Scharfe Kritik des Tui-Chefs an Vorgänger
Hannover (dpa) - Nach seinem ersten Jahr an der Konzernspitze hat Tui-Chef Friedrich Joussen deutliche Kritik an der Arbeit seines Vorgängers Michael Frenzel geübt.
Ohne ihn namentlich zu nennen betonte Joussen bei der Hauptversammlung in Hannover, das verloren gegangene Vertrauen der Aktionäre habe den Konzern zwischenzeitlich „in eine sehr gefährliche Lage gebracht“. Inzwischen zeigt der Trend bei Tui allerdings wieder leicht nach oben.
Joussens Vorgänger Frenzel hatte den Konzern 19 Jahre lang geführt und seinem Nachfolger einige Baustellen wie die defizitäre Kreuzfahrt-Tochter Hapag-Lloyd und die ungeliebte Beteiligung an der gleichnamigen Container- Reederei hinterlassen.
Netto flossen dem heutigen Chef zufolge damals 100 Millionen Euro Barmittel pro Jahr aus dem Unternehmen ab: „Der Konzern wurde als Wertvernichter angesehen.“ Die Verkleinerung der Konzernzentrale sei daher unumgänglich gewesen.
Zum Winterstart konnte die Tui AG ihren saisontypischen Verlust jetzt eindämmen und die Einbrüche bei den Reisen ins krisengeschüttelte Ägypten ausgleichen. Der saisontypische Fehlbetrag verringerte sich unter dem Strich um 22 Prozent auf 109 Millionen Euro, der Konzernumsatz im Vergleich zum Vorjahreszeitraum um knapp drei Prozent auf 3,4 Milliarden Euro zurück. Der um Sondereffekte bereinigte operative Verlust verringerte sich um weniger als ein Prozent auf 141 Millionen Euro. Reiseveranstalter schreiben im Winter meist rote Zahlen, Gewinne in der Hauptreisezeit im Sommer.

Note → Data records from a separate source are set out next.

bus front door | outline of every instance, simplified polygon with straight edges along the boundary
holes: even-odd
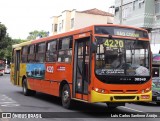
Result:
[[[14,84],[19,85],[19,70],[20,70],[20,50],[15,50],[15,70],[14,70]]]
[[[75,41],[73,97],[88,101],[90,37]]]

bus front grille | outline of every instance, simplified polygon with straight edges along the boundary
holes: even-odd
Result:
[[[135,99],[136,96],[114,96],[116,100],[132,100]]]
[[[110,93],[112,94],[137,94],[138,90],[110,90]]]

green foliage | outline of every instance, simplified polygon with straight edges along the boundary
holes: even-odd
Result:
[[[46,31],[38,31],[38,30],[34,30],[32,32],[29,33],[29,36],[27,37],[27,40],[34,40],[37,37],[47,37],[48,36],[48,32]]]
[[[0,59],[5,58],[7,47],[11,45],[12,39],[6,34],[7,28],[0,23]]]
[[[12,39],[7,34],[7,28],[0,23],[0,59],[11,61],[12,45],[24,42],[26,40]]]
[[[48,32],[45,31],[32,31],[29,33],[27,40],[22,39],[12,39],[7,34],[7,28],[4,24],[0,23],[0,59],[7,59],[11,61],[12,56],[12,45],[19,44],[28,40],[34,40],[37,37],[47,37]]]
[[[7,28],[5,27],[5,25],[0,23],[0,42],[3,41],[3,38],[6,35],[6,31],[7,31]]]
[[[10,59],[12,51],[12,39],[6,35],[0,41],[0,59]]]
[[[22,40],[22,39],[13,39],[12,41],[12,45],[14,44],[19,44],[19,43],[22,43],[22,42],[26,42],[27,40]]]

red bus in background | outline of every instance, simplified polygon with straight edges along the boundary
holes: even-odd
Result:
[[[92,25],[13,45],[11,82],[24,95],[36,92],[71,100],[106,103],[152,100],[148,32],[114,24]]]
[[[0,76],[4,75],[5,63],[3,60],[0,60]]]

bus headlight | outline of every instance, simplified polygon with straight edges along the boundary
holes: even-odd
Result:
[[[99,93],[105,93],[105,89],[100,89],[100,88],[93,88],[94,91],[99,92]]]
[[[146,89],[143,89],[143,90],[142,90],[142,93],[147,93],[147,92],[149,92],[149,91],[151,91],[151,88],[146,88]]]

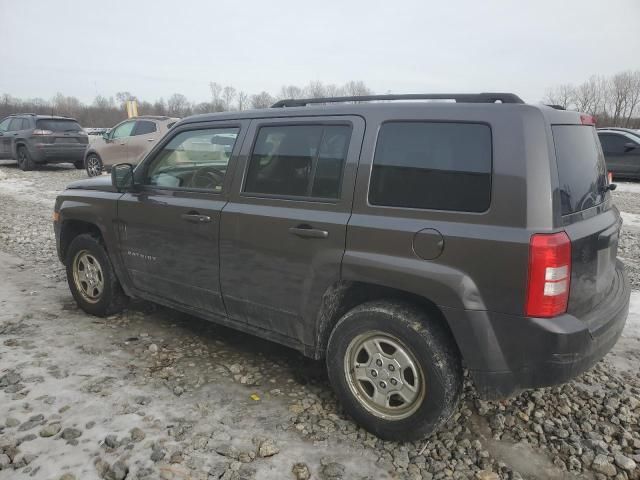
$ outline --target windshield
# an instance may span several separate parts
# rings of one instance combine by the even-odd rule
[[[38,120],[37,128],[40,130],[51,130],[52,132],[80,132],[82,127],[75,120]]]
[[[604,201],[607,172],[596,129],[589,125],[553,125],[562,215]]]

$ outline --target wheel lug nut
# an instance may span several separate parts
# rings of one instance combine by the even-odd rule
[[[381,366],[382,366],[382,360],[380,360],[380,359],[376,360],[376,365],[378,365],[379,367],[381,367]]]
[[[380,387],[381,388],[387,388],[387,384],[385,382],[380,382]]]
[[[397,385],[398,381],[395,378],[391,379],[391,385]]]
[[[389,371],[393,372],[396,369],[392,364],[389,364]]]
[[[371,376],[372,377],[377,377],[378,376],[378,372],[375,370],[371,370]]]

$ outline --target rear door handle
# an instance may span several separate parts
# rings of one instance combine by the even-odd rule
[[[211,221],[210,216],[200,215],[199,213],[183,213],[182,215],[180,215],[180,218],[182,218],[186,222],[191,223],[208,223]]]
[[[155,138],[147,138],[147,142],[153,142],[155,141]]]
[[[298,225],[289,228],[289,233],[301,238],[327,238],[329,232],[312,228],[311,225]]]

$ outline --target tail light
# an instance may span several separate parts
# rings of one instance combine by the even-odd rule
[[[525,314],[555,317],[567,311],[571,240],[565,232],[537,233],[529,243],[529,283]]]
[[[607,183],[613,183],[613,172],[607,172]]]
[[[583,113],[582,115],[580,115],[580,123],[582,123],[582,125],[595,125],[596,117],[594,117],[593,115],[586,115]]]
[[[34,135],[53,135],[53,132],[51,130],[40,130],[40,129],[36,129],[33,131]]]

Vom Aufsichtsrat bekam Joussen Zuspruch für seinen Sanierungskurs. „Das Fundament für weiteres profitables Wachstum ist gelegt“, sagte der Aufsichtsratsvorsitzende Klaus Mangold. Nach dem Applaus der Aktionäre für den neuen Mann im Chefsessel betonte er: „Ja, da steckt viel Arbeit dahinter!“ In seiner Rede zog Mangold eine positive Bilanz nach einem Jahr Joussen: Der Aktienwert sei spürbar gestiegen, die Neuausrichtung eingeleitet. „Ich glaube, wir sind im vergangenen Geschäftsjahr ein grosses Stück nach vorne gekommen“, sagte er.
Vor dem Hintergrund einer umstrittenen Gewerbesteuer-Nachforderung warnte Joussen vor einer existenziellen Gefährdung der Tourismusbranche und hielt der Politik Untätigkeit vor: „Wir schätzen, dass etwa 25 000 Arbeitsplätze und ein Drittel der Firmen unserer Branche vom Markt verschwinden würden.“
Der Politik sei die Tatsache bekannt, sie bleibe aber untätig. „Sie duckt sich momentan eher weg und wartet ab, ob es wirklich so schlimm kommt und überlässt das Thema der Ministerialbürokratie und den Gerichten“, war in der vorab verbreiteten Rede Joussens zu lesen. Er rief die Branche auf, „geschlossener, klarer und selbstbewusster“ aufzutreten.
Die umstrittene Nachforderung begründen Finanzämter mit einer Reform des Gewerbesteuergesetzes vor fünf Jahren. Demnach werden bei der Berechnung der Gewerbesteuer auch die Hälfte aller Pacht- und Mietzahlungen sowie Leasinggebühren für „unbewegliche Anlagegüter“ berücksichtigt. Betriebsprüfer machten dieses Verfahren auch für den Einkauf von Hotelkontingenten durch Reiseveranstalter geltend. Die Branche wehrt sich dagegen.
Joussen will nun auch die Kreuzfahrttochter Hapag-Lloyd auf Gewinn trimmen. Sie schreibt im Gegensatz zur jüngeren Schwester Tui Cruises rote Zahlen. Nun sollen zwar beide Kreuzfahrtlinien weiterbetrieben werden, investieren will Joussen aber nur noch bei Tui Cruises. Die Linie will ihre Flotte bis 2015 auf vier Schiffe verdoppeln.
Als große Herausforderung sieht er die Konkurrenz durch Reiseanbieter im Internet, etwa durch Meta-Suchmaschinen wie Trivago oder Tripadvisor. Tui müsse sich mit eigenen, unverwechselbaren Hotelangeboten davon absetzen, um als Großkonzern mit rund 73 000 Mitarbeitern zu bestehen.